Adobe Dreamweaver Alternatives
Dreamweaver is an application used to develop and design websites. It was originally produced by Macromedia – until that software company was acquired by Adobe in 2005 – and is now included in the Creative Cloud.
With focused visual tools and preprocessor support, Brackets is a text editor that makes it easy to design in the browser. An open-source project founded by Adobe, it’s “crafted from the ground up for web designers and front-end developers”.
Though Adobe ended its support for Brackets in 2021, the software is still contributed to and maintained by the community.
Visual Studio Code
Visual Studio Code is a “streamlined code editor with support for development operations like debugging, task running, and version control. It aims to provide just the tools a developer needs for a quick code-build-debug cycle and leaves more complex workflows to fuller featured IDEs [integrated development environments], such as Visual Studio IDE.”

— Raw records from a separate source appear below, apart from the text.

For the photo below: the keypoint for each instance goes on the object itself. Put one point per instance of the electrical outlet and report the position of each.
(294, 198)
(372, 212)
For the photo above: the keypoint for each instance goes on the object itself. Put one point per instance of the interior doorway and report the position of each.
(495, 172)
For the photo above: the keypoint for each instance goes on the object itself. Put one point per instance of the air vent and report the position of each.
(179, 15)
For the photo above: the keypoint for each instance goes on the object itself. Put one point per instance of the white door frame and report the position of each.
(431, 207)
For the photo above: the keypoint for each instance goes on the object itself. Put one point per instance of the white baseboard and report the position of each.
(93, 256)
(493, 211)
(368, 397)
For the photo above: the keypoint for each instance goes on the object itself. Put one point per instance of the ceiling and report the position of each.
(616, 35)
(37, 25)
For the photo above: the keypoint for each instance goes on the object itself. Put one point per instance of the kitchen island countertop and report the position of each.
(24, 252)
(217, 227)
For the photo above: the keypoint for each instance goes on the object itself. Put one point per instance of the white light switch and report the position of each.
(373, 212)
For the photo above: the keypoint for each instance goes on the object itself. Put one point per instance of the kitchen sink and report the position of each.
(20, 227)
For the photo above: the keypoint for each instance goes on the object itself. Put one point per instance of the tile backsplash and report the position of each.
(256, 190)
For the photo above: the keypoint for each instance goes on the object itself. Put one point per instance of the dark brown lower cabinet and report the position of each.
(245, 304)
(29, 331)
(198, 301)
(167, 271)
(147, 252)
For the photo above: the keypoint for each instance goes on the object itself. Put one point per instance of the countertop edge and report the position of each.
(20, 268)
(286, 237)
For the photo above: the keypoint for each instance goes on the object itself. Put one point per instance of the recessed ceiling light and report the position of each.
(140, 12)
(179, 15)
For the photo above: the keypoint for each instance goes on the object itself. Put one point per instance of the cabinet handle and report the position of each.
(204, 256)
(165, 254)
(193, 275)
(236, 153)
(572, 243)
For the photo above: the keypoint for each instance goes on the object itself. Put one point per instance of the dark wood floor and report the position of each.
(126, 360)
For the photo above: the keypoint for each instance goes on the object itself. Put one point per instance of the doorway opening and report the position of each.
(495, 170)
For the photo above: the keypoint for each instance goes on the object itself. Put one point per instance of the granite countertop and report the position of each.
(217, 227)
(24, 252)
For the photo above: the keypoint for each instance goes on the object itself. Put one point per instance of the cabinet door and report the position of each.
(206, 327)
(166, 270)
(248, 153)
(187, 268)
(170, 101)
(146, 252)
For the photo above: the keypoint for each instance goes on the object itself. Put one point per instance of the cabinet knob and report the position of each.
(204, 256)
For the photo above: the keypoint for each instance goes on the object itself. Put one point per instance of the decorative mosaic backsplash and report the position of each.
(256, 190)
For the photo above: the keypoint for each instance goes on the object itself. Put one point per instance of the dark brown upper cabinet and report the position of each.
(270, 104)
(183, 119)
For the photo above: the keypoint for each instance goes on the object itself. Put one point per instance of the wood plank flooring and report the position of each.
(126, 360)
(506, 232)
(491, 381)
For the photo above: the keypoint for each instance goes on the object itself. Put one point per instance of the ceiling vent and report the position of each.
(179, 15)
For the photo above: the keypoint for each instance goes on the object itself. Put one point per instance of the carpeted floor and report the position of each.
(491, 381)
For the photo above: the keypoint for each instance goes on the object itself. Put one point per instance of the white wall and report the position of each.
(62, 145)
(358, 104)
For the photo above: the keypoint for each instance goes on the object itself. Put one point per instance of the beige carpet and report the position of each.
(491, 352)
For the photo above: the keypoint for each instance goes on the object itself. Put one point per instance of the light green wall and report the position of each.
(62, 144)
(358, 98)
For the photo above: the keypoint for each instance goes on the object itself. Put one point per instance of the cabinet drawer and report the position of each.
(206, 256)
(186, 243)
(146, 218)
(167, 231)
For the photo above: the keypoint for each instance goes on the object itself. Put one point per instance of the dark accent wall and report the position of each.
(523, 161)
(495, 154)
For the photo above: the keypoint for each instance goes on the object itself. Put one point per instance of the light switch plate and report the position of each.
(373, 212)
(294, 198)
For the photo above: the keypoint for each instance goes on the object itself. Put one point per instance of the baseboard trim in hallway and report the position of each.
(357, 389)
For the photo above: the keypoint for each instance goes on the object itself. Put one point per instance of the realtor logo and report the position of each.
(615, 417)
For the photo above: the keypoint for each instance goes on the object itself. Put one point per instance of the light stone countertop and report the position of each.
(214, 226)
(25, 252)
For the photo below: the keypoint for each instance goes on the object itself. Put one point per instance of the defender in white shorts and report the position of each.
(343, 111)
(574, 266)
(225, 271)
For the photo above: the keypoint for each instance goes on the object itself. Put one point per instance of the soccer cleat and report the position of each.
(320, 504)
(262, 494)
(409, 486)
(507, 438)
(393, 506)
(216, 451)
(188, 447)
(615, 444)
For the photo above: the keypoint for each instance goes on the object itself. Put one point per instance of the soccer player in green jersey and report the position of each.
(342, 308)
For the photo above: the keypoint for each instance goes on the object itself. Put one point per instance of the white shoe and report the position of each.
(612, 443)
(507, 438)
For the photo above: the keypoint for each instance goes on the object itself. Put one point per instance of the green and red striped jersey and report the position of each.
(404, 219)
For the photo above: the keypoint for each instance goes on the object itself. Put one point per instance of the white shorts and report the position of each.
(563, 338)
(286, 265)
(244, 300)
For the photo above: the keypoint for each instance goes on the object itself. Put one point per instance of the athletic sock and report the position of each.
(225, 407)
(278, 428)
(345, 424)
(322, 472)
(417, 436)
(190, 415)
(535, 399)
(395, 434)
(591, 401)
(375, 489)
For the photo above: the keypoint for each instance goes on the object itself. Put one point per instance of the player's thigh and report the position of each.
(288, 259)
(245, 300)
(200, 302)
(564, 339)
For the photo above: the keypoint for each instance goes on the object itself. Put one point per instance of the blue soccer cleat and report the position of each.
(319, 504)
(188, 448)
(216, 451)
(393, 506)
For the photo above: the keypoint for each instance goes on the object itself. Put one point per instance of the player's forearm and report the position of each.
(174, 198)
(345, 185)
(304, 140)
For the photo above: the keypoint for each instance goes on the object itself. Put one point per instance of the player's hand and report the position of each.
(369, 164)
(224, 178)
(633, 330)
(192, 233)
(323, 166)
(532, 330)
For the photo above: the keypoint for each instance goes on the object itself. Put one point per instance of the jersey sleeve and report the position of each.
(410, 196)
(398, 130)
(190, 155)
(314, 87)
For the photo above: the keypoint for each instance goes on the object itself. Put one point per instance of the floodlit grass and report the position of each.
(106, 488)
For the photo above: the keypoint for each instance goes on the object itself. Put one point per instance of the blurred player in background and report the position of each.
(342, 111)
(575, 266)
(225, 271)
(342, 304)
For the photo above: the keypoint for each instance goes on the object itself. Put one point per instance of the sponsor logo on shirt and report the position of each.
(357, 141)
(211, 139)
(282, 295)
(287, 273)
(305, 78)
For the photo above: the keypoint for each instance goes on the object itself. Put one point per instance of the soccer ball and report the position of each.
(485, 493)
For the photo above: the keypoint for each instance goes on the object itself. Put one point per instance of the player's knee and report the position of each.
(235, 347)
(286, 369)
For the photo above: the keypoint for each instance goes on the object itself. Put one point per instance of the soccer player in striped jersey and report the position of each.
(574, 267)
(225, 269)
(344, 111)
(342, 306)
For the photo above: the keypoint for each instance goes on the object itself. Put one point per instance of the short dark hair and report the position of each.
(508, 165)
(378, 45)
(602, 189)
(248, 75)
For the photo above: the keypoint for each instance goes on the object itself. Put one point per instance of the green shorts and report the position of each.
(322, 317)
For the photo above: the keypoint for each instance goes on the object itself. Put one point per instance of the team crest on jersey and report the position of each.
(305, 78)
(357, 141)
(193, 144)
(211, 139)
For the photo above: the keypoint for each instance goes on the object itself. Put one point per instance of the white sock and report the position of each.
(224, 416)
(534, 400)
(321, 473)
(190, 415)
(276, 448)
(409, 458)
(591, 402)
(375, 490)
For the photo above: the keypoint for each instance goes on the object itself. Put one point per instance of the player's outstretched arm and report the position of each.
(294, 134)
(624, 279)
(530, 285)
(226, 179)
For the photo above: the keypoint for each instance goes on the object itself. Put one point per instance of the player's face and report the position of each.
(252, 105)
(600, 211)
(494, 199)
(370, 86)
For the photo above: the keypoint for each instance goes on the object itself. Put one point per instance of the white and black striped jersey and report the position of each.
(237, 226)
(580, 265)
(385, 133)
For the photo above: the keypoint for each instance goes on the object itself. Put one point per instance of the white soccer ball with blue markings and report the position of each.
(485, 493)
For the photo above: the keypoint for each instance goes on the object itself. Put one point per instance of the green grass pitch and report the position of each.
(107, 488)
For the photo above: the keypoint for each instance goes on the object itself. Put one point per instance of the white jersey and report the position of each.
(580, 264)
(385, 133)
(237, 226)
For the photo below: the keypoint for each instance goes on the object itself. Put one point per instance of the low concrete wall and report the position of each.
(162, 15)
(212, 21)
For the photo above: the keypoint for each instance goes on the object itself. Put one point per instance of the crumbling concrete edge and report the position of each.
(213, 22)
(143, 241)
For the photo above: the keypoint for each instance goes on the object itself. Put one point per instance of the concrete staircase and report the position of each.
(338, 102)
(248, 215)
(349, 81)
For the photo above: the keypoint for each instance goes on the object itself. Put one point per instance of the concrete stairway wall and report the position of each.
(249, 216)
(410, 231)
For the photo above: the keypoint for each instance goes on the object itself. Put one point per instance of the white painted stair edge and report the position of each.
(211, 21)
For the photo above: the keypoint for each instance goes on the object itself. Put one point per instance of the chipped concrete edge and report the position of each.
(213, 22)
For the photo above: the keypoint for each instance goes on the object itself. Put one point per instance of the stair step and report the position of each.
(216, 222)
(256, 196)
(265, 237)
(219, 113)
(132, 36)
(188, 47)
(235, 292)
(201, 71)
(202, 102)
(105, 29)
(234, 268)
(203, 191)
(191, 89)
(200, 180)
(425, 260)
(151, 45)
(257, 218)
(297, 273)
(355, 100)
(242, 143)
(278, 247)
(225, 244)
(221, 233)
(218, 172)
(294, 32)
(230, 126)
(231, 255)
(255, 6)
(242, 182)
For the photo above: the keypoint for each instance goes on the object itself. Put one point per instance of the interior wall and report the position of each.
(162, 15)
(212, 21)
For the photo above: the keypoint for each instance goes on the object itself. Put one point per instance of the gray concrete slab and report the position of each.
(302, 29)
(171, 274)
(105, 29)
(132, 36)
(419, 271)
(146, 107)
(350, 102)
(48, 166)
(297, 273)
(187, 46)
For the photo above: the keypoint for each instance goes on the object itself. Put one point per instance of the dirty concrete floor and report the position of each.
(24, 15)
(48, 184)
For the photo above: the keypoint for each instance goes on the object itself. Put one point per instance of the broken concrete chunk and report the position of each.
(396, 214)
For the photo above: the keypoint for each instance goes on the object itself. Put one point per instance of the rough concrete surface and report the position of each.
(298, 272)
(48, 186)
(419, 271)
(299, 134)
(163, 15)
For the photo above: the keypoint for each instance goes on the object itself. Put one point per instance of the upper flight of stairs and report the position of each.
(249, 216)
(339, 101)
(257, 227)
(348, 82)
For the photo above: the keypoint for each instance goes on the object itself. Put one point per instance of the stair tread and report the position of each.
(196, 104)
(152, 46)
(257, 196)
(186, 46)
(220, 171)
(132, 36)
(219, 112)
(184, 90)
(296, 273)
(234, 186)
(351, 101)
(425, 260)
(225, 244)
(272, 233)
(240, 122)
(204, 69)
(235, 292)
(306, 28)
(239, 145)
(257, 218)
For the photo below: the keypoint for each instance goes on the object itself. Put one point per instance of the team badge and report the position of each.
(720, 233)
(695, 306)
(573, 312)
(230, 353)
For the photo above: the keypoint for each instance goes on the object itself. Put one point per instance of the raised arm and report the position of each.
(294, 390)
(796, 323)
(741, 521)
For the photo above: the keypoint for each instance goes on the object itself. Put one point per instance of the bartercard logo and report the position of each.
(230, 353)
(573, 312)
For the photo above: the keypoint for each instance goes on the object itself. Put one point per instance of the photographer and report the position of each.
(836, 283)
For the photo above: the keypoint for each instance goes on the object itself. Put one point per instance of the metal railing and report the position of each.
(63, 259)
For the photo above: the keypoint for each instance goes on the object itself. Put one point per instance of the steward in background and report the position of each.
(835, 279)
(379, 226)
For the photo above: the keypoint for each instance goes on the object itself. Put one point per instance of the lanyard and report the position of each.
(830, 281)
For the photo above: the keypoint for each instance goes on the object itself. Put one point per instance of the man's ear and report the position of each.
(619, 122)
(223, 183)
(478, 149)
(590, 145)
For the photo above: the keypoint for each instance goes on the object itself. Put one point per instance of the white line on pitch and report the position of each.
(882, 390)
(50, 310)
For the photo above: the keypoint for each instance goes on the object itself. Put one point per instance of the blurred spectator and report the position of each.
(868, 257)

As open-source software, VC Code is free for private or commercial use, and runs on macOS, Linux, and Windows. You can check out its product license for more details.
Ethical Alternatives to Adobe: Summary
Adobe may be seen as the best there is, but that isn’t necessarily true for all users.
The corporation’s hold over the professional market shouldn’t be overlooked, while various questionable business practices aren’t especially user-friendly. After all, customer feedback would suggest that many are left unhappy by their dealings with Adobe.
Regardless, various dev teams are working on a number of projects as we speak, hoping to offer ethical alternatives that can stand up to the best that Adobe has to offer.
In the years since I first wrote about ethical alternatives to Adobe, a number of viable options have popped up, and many have improved rapidly, providing greater parity with the respective Creative Cloud applications.
In addition, many great apps and services are at some stage of development, while many entries on this list could potentially be used in conjunction with others to provide a similar service.